Mode	Scale	When to Use
Monolithic (single binary)	< 100 GB/day	Small to medium deployments
Simple Scalable	100 GB - 1 TB/day	Read/write path separation
Microservices	> 1 TB/day	Large-scale production

Best Practices

1. Use labels sparingly: Loki indexes labels, not log content. Keep cardinality low (under 100,000 unique label combinations). Use log pipeline filters in LogQL instead of creating high-cardinality labels like user IDs or request IDs.

2. Structure your logs as JSON: Emit logs as JSON from your applications. This enables LogQL's | json parser to extract fields at query time without requiring additional labels.

3. Use the TSDB index store: For new deployments, always use store: tsdb with schema: v13. This is significantly more efficient than the older BoltDB index.

4. Configure retention policies: Enable compactor retention to automatically delete old logs. Without retention, storage grows unbounded and costs escalate.

5. Deploy Grafana Alloy instead of Promtail: Alloy is the actively maintained log collector that replaces Promtail. It supports the same features plus OpenTelemetry ingestion and processing pipelines.

6. Separate read and write paths at scale: For deployments exceeding 100GB/day, use Simple Scalable mode to independently scale readers and writers.

7. Use object storage in production: Filesystem storage is suitable only for development. In production, use S3, GCS, or Azure Blob Storage for durability and scalability.

8. Set ingestion limits per tenant: Configure ingestion_rate_mb and ingestion_burst_size_mb to prevent runaway logging from one application or tenant from impacting the entire cluster.

9. Correlate logs with traces and metrics: Use Grafana's data source correlation feature to link Loki logs with Tempo traces and Prometheus metrics for unified observability dashboards.

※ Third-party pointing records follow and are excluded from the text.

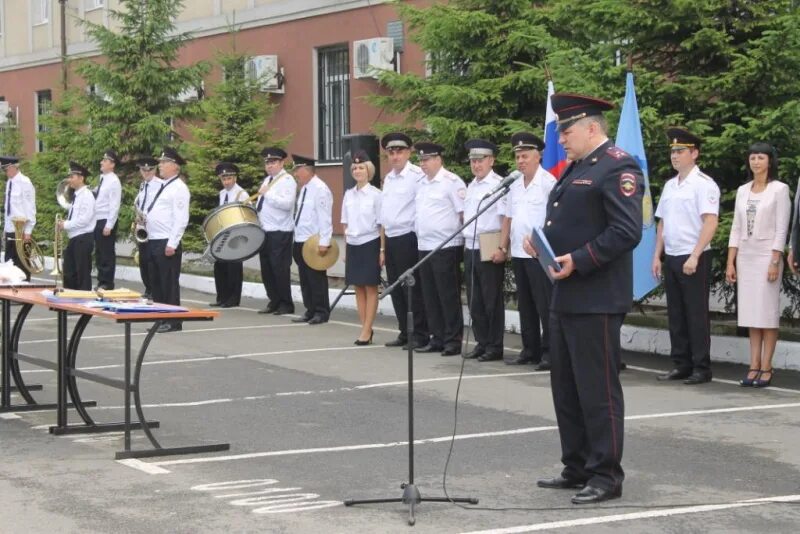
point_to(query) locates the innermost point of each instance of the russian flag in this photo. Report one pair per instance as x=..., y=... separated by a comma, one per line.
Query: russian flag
x=629, y=139
x=554, y=158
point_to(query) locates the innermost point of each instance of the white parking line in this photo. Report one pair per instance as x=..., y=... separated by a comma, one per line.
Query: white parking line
x=598, y=520
x=442, y=439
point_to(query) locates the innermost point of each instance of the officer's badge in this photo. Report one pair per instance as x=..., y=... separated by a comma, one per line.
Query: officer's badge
x=627, y=184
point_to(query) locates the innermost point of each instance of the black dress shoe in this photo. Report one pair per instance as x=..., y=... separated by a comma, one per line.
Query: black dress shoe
x=593, y=495
x=475, y=353
x=675, y=374
x=519, y=360
x=697, y=378
x=560, y=482
x=429, y=348
x=398, y=342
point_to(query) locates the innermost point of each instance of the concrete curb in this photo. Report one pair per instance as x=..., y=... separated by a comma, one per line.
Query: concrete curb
x=634, y=338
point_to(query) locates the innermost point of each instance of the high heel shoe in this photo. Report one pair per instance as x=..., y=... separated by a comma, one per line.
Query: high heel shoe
x=747, y=381
x=367, y=342
x=759, y=383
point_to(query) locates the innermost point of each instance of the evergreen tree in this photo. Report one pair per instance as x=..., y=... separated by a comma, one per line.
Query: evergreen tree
x=235, y=129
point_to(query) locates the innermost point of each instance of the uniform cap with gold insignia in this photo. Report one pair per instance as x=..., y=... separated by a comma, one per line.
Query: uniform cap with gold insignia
x=480, y=148
x=170, y=154
x=111, y=155
x=226, y=168
x=273, y=153
x=147, y=164
x=572, y=107
x=302, y=161
x=426, y=149
x=682, y=138
x=7, y=161
x=77, y=168
x=395, y=140
x=526, y=141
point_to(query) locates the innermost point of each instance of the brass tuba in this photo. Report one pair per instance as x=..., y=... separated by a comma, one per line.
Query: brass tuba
x=28, y=252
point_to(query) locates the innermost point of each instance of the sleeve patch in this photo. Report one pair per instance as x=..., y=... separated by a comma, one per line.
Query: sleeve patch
x=627, y=184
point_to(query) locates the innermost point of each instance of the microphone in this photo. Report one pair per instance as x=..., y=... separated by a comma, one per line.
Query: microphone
x=505, y=184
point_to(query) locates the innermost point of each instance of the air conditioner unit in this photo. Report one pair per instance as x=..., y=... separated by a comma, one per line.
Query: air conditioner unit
x=5, y=109
x=265, y=71
x=372, y=56
x=191, y=94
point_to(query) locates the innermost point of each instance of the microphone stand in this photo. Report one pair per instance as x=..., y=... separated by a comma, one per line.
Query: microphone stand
x=411, y=495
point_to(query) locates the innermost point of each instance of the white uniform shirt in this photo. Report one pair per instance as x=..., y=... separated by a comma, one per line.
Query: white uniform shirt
x=681, y=207
x=170, y=213
x=490, y=220
x=108, y=199
x=314, y=212
x=527, y=208
x=276, y=207
x=21, y=203
x=80, y=219
x=398, y=211
x=361, y=211
x=439, y=204
x=235, y=194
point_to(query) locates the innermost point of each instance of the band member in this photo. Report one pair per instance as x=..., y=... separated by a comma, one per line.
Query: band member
x=314, y=216
x=147, y=192
x=688, y=211
x=593, y=223
x=525, y=210
x=484, y=279
x=108, y=197
x=167, y=218
x=398, y=215
x=361, y=209
x=20, y=201
x=228, y=275
x=276, y=214
x=79, y=224
x=440, y=205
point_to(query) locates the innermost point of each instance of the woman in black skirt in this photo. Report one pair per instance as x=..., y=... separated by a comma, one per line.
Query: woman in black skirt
x=360, y=210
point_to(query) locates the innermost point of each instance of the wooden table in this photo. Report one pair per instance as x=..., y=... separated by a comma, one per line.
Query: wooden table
x=65, y=367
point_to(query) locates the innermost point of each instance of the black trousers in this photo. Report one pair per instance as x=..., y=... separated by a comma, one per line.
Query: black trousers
x=11, y=254
x=77, y=267
x=313, y=286
x=441, y=289
x=587, y=395
x=105, y=254
x=228, y=277
x=276, y=264
x=687, y=311
x=399, y=256
x=486, y=302
x=165, y=272
x=144, y=266
x=534, y=290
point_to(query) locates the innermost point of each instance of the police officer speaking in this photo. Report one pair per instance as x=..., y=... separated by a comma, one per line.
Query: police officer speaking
x=593, y=223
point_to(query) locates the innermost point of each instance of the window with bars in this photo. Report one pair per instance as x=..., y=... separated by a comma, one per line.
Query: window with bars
x=44, y=100
x=333, y=94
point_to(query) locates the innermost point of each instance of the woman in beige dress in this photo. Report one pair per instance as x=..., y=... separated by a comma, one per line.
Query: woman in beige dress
x=755, y=263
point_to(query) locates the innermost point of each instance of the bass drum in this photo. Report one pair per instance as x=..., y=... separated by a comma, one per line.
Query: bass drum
x=233, y=233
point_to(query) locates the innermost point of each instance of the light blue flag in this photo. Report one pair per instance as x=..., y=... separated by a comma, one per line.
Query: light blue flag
x=629, y=139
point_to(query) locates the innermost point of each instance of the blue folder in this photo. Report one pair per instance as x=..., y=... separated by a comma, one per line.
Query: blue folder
x=547, y=257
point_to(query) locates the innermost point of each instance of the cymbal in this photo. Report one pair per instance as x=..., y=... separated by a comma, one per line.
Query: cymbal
x=312, y=257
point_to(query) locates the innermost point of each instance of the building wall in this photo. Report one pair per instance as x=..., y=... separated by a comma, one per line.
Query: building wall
x=269, y=27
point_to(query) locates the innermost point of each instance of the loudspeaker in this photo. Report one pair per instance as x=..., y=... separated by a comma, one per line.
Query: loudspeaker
x=352, y=143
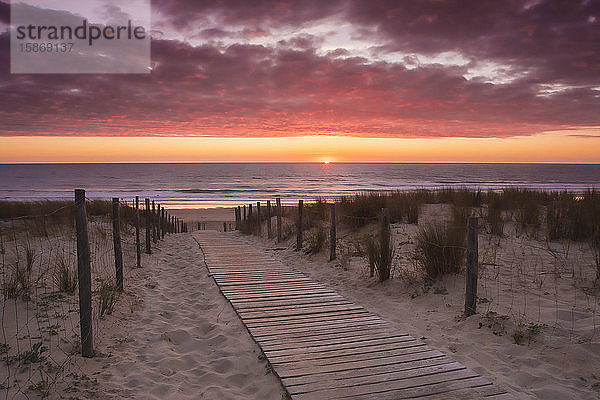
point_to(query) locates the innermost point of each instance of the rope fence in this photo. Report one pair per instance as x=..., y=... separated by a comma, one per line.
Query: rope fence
x=518, y=281
x=60, y=279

10. Monitor Loki itself: Loki exposes Prometheus metrics on /metrics. Monitor ingestion rate, query latency, and storage usage to detect issues before they impact log availability.

Troubleshooting

Logs not appearing in Grafana Verify Loki is receiving logs by querying curl http://localhost:3100/ready. Check Alloy logs for push errors. Ensure the Grafana data source URL points to the correct Loki endpoint. Confirm labels match your LogQL query.

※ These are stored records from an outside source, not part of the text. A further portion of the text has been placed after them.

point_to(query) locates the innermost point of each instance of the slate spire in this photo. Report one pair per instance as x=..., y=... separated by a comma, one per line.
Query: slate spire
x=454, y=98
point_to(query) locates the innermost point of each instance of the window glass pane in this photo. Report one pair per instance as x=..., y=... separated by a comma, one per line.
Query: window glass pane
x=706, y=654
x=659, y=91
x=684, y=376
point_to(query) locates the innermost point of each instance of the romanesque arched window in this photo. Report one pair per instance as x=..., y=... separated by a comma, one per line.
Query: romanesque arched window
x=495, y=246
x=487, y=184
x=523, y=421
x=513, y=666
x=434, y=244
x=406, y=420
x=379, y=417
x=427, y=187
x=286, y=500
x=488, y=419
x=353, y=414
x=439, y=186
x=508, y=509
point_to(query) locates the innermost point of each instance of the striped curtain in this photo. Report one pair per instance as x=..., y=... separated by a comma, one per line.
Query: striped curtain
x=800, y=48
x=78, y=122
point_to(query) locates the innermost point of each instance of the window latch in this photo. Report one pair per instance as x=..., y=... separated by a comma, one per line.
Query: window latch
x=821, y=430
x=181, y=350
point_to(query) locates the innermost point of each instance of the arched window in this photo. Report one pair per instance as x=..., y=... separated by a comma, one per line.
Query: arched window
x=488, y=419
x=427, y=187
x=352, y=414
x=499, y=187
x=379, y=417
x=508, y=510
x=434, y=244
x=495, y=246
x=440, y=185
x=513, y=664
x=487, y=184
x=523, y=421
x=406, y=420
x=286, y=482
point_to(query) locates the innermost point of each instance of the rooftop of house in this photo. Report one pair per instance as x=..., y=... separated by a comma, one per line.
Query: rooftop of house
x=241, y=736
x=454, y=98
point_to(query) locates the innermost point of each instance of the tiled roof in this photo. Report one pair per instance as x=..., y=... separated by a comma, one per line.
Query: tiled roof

Query timeout on large time ranges Reduce the query time range or add more specific label selectors to narrow the stream. Enable query splitting via split_queries_by_interval in the query frontend. Consider increasing max_query_length limits.

High cardinality warnings Review your labels and remove any with high cardinality (unique values > 10,000). Common offenders are request IDs, user IDs, and IP addresses. Move these to structured log fields and query them with LogQL parsers.

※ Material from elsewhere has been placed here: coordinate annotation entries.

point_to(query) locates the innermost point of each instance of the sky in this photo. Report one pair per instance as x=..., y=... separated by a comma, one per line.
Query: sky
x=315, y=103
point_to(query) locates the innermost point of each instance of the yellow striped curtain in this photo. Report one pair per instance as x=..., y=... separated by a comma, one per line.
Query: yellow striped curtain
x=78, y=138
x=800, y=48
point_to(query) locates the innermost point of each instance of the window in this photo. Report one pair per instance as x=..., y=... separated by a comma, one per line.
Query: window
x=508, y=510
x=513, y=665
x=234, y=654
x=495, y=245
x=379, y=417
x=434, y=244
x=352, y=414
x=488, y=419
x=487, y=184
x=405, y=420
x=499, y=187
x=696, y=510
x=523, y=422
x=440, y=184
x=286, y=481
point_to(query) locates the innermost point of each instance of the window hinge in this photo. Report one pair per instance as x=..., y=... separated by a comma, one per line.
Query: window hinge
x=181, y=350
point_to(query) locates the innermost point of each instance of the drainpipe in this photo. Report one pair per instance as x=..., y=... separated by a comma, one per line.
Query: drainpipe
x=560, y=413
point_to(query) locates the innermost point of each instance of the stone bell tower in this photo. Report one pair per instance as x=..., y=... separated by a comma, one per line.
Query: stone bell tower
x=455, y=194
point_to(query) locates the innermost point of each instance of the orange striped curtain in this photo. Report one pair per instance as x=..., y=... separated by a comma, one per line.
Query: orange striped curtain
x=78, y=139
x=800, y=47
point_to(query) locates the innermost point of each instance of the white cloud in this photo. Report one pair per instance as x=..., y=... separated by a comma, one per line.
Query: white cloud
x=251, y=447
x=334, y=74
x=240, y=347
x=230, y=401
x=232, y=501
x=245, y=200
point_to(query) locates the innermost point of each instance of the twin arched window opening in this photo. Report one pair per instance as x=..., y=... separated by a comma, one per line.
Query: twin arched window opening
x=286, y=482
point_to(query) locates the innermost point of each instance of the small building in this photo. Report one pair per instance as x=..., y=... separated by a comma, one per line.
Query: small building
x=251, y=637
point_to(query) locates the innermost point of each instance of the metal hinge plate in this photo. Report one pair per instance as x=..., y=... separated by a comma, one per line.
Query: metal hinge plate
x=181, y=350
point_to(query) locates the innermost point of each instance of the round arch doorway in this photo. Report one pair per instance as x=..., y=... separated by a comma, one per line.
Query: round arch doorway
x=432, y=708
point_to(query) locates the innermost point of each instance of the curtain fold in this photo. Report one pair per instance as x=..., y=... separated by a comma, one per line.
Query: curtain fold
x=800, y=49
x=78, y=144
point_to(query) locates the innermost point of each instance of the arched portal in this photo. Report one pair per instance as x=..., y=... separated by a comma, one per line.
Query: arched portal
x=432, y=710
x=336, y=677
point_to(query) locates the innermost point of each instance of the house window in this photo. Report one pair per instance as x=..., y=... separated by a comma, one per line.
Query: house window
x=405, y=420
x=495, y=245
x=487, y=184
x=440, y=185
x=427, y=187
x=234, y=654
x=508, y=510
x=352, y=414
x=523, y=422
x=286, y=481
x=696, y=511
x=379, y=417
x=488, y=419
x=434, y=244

Out-of-order log entries rejected Configure unordered_writes: true in the ingester config if your log sources cannot guarantee ordering. Alternatively, increase max_chunk_age to tolerate minor timestamp variations.

Storage costs growing unexpectedly Enable retention in the compactor. Review ingestion rates per tenant with loki_distributor_bytes_received_total metric. Identify noisy applications and add rate limits or reduce their log verbosity.